Third, what gray dots, you know, those labels or judgments like in the you are special story or the sources reference, what dots are you still carrying around that were truly never yours to begin with? Someone else put them there?
Letting go of borrowed burdens. Fourth, what part of yourself, maybe your creativity, your voice, your sensitivity, what part do you feel you had to shut down or hide away in order to be accepted or to feel good enough back then?
And finally, a powerful one. If you could gently rewrite just one piece of that internal story, just one of those old schemas or beliefs today, what would the new narrative, the new, more empowering truth be for you?
Those are beautiful, deep questions to explore. This material really reminds us, doesn't it? You simply do not have to carry what was never yours to carry in the first place.
We are all truly in this process together, unlearning this old conditioning. It happens one boundary at a time, one moment of choosing rest, one small act of self-kindness, it adds up.

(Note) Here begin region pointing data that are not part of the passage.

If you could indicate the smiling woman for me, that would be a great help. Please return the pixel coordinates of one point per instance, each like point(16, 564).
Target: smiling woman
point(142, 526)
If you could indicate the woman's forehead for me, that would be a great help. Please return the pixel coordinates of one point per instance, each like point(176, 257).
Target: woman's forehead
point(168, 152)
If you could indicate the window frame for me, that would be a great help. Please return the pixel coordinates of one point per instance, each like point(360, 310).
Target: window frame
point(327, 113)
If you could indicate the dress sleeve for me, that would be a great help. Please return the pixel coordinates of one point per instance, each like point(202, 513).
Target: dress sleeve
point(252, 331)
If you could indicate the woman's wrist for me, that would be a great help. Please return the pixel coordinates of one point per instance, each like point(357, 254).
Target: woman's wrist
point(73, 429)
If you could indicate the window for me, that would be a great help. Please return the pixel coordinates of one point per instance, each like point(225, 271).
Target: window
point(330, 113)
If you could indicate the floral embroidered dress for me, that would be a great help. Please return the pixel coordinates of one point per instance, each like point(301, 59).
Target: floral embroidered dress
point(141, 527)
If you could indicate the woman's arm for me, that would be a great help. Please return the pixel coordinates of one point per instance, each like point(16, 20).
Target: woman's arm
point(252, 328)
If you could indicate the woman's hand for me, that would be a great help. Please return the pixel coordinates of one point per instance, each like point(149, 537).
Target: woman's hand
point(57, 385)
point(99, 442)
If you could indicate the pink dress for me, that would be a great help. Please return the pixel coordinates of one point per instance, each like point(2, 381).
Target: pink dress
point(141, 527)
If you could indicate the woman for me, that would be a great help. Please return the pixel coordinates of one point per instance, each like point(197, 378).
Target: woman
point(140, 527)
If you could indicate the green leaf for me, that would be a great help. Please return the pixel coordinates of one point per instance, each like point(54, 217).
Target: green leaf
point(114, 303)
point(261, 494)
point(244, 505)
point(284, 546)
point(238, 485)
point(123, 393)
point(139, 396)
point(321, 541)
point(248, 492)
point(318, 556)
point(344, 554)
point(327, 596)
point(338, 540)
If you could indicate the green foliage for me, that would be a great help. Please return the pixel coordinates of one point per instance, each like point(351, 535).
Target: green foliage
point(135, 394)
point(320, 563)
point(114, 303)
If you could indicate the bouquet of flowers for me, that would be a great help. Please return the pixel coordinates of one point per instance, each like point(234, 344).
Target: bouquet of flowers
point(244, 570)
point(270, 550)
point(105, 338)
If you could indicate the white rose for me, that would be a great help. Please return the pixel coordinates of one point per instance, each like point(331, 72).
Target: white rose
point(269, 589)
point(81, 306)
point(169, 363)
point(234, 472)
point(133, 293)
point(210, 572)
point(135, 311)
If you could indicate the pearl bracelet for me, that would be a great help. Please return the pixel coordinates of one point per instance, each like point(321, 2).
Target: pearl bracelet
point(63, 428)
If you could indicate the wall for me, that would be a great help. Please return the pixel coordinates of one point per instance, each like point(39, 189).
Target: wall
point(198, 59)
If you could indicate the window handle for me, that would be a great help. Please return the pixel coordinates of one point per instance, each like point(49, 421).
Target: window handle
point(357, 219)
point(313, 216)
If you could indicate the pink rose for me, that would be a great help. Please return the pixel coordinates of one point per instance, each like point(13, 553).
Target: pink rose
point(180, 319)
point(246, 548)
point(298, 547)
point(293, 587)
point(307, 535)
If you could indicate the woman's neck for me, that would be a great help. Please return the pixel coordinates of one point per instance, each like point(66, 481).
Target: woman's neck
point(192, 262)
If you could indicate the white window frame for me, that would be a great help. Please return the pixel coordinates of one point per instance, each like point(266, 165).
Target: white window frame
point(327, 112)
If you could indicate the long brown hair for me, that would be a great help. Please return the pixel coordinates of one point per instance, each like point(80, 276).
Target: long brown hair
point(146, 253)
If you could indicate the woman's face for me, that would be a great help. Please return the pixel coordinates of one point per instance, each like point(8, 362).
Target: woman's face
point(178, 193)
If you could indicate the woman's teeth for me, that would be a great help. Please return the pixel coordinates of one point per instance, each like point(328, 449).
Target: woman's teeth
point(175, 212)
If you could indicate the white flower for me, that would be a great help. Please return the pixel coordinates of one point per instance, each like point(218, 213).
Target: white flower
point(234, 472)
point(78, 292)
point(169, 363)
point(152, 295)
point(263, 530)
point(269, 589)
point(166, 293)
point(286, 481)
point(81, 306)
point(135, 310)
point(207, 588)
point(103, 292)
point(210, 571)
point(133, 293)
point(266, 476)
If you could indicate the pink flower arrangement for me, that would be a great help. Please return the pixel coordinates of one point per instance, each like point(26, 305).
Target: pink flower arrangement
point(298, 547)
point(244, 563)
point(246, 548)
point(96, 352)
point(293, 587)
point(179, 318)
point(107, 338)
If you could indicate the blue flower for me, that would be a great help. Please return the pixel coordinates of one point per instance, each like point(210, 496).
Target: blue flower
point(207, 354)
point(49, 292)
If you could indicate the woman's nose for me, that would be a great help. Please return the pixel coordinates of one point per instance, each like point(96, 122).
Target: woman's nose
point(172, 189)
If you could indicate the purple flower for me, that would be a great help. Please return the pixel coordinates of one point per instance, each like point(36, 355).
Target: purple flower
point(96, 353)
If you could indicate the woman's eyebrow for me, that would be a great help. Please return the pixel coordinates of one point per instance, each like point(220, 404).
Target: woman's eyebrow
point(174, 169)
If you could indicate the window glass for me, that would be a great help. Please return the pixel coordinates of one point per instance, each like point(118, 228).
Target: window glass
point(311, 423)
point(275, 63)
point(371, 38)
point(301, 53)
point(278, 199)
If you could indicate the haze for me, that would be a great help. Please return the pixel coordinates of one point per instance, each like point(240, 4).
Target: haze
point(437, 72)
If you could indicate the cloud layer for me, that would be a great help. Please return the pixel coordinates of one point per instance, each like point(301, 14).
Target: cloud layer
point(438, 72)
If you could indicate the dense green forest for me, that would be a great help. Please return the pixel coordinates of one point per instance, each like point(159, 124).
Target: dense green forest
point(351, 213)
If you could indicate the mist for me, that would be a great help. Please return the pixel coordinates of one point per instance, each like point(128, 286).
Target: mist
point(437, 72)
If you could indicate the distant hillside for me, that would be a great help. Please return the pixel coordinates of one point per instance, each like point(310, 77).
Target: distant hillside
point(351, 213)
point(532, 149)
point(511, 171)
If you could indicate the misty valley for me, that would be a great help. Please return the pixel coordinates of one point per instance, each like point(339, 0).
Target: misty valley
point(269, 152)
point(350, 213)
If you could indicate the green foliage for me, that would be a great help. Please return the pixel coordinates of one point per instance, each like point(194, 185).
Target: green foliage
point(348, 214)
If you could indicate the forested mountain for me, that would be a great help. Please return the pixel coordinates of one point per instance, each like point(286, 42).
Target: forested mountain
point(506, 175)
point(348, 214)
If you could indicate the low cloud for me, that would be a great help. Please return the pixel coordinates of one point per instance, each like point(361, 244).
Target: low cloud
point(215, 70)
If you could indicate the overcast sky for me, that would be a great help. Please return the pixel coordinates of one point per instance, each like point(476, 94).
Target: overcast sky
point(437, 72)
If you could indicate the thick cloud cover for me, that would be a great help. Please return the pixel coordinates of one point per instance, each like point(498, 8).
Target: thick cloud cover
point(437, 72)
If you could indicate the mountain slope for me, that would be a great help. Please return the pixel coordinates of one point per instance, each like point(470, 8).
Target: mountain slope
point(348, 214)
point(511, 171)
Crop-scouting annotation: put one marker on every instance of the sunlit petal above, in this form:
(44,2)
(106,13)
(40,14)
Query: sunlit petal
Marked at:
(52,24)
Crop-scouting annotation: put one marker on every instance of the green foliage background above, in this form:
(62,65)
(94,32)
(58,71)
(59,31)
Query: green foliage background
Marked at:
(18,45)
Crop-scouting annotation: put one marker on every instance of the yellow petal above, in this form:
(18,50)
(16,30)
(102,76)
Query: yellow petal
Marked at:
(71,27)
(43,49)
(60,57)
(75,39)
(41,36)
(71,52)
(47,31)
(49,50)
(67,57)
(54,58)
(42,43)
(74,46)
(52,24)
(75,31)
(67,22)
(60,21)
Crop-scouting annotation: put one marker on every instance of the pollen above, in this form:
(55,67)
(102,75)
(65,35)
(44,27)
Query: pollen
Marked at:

Thank you so much for joining us for this deep dive. It's a really topic I think to finding more peace and presence in life. I truly hope these insights from the source material offer you a gentle starting point or maybe the next step for connecting with those younger parts of yourself with immense tenderness.
Yeah, real tenderness.
As we wrap up our time by the fire tonight, here is one last thought for you to carry with you just to ponder. Consider what it would genuinely feel like right down in your bones to truly believe that you were never broken, never fundamentally wrong, and that you've always always held the parent permission to reclaim your energy and your worth.
Be very gentle with yourselves as you explore this inner space. It takes courage.
It does. This has been the deep dive, episode two in our series, Exploring Self. Thank you so much for listening.
This is not a podcast about perfection or quick fixes. It’s a space for deep remembering: that you were never broken, and that reclaiming your energy isn’t selfish—it’s sacred.
In this tender, reflective fireside conversation, we dive into the psychology and soul work of inner child healing—exploring themes like emotional shutdown, chronic guilt, people-pleasing, and the invisible scripts we inherit from childhood. You’ll learn how guilt can disguise itself as duty, how inner reactivity often comes from a younger version of you, and how to begin the sacred process of reparenting yourself with compassion and presence.
What if the guilt you carry isn’t yours? What if the part of you that people-pleases, overworks, or shuts down emotions is actually a younger part still trying to feel safe?
We unpack the science of crying, the power of visualisation, and tools like schema therapy and Internal Family Systems (IFS). You’ll also meet the concept of the “Inner Council”—an evolving group of archetypes inside you—and discover how to build real intimacy with yourself.